Braxton Comes Up Big
Go figure: the Shock’s mercurial center helped bring down the Mercury.
Braxton delivered more than 19 points and 12 rebounds in the Shock’s 108-100 victory over the Phoenix Mercury. She delivered on the promise that Shock head coach Bill Laimbeer saw in her when he traded the 2003 Finals MVP, center Ruth Riley, in the off-season. It was only her second double-double all year.
“I’m really not offensive minded, I’d rather pass it to my teammate or do something like that,” Braxton said. “Once I get rebounds and I hear my teammates, I really feed off my team. When I hear my teammates and everybody cheering for me, and congratulating me for anything little, I just feed off that and it builds and builds.”
The fourth-year center was efficient, shooting 8-for-13 from the field, and grabbed seven offensive rebounds. The Shock outscored Phoenix in the paint, 50-36, and in second-chance points, 29-16, despite missing Cheryl Ford for the first time in postseason. Guard Pee Wee Johnson replaced Ford in the starting lineup, but it was Braxton who restored her presence. Braxton was hesitant to say the team gained momentum from her performance, but Plenette Pierson, sitting next to her, nodded dramatically in the affirmative. “Yes, you could say that,” Braxton said. “I played pretty good today and they love when I play good. Yeah they fed off it a little bit.”
In the first round against New York – an up-tempo, 3-point shooting team like Phoenix – the 6-foot-6 Braxton and 6-foot-8 Katie Feenstra were run off the floor. Feenstra played even less than Braxton in the series, 12 minutes combined in Games 2 and 3. But on Wednesday, when Laimbeer needed to rest Pierson, he went with the twin-tower tandem and they built the Shock’s biggest lead of the game, 41-29. Braxton and Feenstra combined to score all 11 points after Swin Cash’s free throws made it a 30-29 game.

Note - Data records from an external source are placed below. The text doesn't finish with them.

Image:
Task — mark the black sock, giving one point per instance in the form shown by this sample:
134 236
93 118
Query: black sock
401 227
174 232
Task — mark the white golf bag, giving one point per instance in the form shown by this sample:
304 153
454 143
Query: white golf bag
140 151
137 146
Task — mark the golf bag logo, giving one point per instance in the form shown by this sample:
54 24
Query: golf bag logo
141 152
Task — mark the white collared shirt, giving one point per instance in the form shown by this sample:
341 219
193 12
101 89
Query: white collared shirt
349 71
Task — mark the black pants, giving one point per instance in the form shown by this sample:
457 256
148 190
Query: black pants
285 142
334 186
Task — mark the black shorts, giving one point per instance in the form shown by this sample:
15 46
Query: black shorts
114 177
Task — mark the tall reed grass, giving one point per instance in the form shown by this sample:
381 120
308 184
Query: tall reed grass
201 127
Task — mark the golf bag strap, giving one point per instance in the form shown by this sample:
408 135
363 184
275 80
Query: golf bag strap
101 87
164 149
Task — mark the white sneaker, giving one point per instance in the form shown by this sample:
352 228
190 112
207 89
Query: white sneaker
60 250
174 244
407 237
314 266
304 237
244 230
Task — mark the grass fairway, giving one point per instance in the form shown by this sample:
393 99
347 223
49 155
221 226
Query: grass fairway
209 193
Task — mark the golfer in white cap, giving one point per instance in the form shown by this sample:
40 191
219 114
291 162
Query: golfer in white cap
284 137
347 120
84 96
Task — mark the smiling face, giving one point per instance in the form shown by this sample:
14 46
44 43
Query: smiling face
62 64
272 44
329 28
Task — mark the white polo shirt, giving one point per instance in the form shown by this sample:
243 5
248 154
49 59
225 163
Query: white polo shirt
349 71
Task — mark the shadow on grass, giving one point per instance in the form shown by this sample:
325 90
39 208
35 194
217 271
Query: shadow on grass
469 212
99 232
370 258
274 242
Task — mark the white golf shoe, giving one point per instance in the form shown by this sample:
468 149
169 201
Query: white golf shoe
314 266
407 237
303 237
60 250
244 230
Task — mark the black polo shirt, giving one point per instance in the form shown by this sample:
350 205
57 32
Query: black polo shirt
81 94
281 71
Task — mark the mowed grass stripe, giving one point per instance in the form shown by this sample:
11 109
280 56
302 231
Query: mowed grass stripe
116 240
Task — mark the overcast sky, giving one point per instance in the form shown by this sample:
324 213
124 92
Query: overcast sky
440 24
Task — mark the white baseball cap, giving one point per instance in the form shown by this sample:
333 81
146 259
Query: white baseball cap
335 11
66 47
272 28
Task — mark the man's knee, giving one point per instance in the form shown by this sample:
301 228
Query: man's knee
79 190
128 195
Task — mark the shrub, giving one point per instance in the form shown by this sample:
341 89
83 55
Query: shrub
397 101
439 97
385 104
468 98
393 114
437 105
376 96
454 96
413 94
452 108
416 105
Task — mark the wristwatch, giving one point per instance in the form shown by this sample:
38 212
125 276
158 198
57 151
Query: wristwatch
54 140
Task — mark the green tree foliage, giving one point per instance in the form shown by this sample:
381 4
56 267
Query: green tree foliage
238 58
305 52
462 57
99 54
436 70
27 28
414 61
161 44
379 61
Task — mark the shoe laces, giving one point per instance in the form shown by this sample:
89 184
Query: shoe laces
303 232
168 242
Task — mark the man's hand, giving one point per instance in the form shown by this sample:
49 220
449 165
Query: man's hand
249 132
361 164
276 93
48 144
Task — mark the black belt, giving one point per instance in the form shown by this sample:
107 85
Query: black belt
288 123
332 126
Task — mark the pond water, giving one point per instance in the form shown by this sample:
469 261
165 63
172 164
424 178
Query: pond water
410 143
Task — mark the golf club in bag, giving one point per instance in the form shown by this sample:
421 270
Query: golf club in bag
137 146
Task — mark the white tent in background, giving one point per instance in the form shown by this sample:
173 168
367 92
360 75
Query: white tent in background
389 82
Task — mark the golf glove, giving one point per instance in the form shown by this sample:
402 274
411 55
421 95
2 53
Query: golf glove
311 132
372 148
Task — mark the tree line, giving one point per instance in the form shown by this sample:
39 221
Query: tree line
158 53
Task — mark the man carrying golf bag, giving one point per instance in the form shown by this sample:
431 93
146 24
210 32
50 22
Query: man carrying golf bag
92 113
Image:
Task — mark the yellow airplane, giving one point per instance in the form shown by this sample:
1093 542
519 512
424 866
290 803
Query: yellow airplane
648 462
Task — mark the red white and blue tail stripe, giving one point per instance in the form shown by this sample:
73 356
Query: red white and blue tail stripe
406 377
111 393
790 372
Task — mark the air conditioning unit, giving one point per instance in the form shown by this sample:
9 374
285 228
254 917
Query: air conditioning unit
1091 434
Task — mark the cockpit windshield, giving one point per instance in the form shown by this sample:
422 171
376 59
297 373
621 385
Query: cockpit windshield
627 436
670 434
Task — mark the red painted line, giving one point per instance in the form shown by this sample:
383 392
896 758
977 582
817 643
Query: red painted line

“In the first half it worked well for us, it got us back in the game,” Laimbeer said. “It got us a lead and with those two big towers in there, against their zone, they have a difficult time trying to stop us on the inside because we’re just so big.”
And that was even without Ford, who did not re-injure her left knee but was too sore to play after back-to-back games to close the East finals and no sufficient time to rest. “The status going into today’s game was (Ford) was not going to play and that we were shooting for her to play on Saturday,” Laimbeer said. As she has been virtually all year, Ford’s availability in Saturday’s Game 2 will be a game-time decision.
Pierson – who tied her career-high with 26 points and 10 rebounds – showed her usual, rock-steady form that won her Sixth Woman of the Year honors. But Braxton – whose playoff career highs were 12 points and four rebounds before Wednesday – was far more suspect. In the first six games of the playoffs, Braxton had six offensive rebounds, total. She had three in the first half Wednesday in just seven minutes. Combined, Pierson and Braxton led a bench corps that outscored Phoenix’s, 50-12.
“Players who have played roles all year long stepped forward today,” Laimbeer said. “We all know what Plenette Pierson does all the time. Kara Braxton had a monster game, she used her size well, was very patient.”
Braxton’s second-half effort repeatedly helped stave off the Mercury. A Braxton offensive rebound led to a Pierson go-ahead jumper at 62-61. Her block in the final minute of the third quarter prevented a tie game at 66, and led to a Cash jumper, pushing Detroit’s lead to 68-64. She scored nine points in the fourth quarter, including five straight that pushed Detroit’s lead to 92-83, their largest lead after halftime.
“Once she got going the momentum just kept building for her and I’m very happy for her,” said Laimbeer, whose team lost Game 1 of the Finals in 2003 and 2006 and went on to win the title. “But as we’ll tell her, it’s only one game. We want it every game. That’s what we expect. And if she stays focused, she’ll be okay, and that’s what we’re hoping for.”
Braxton – who has heard this from Laimbeer before – said she wasn’t good at the postgame interviews. But on Wednesday, she had all the right answers. “I hope to play better in the future,” she said, “like Saturday.”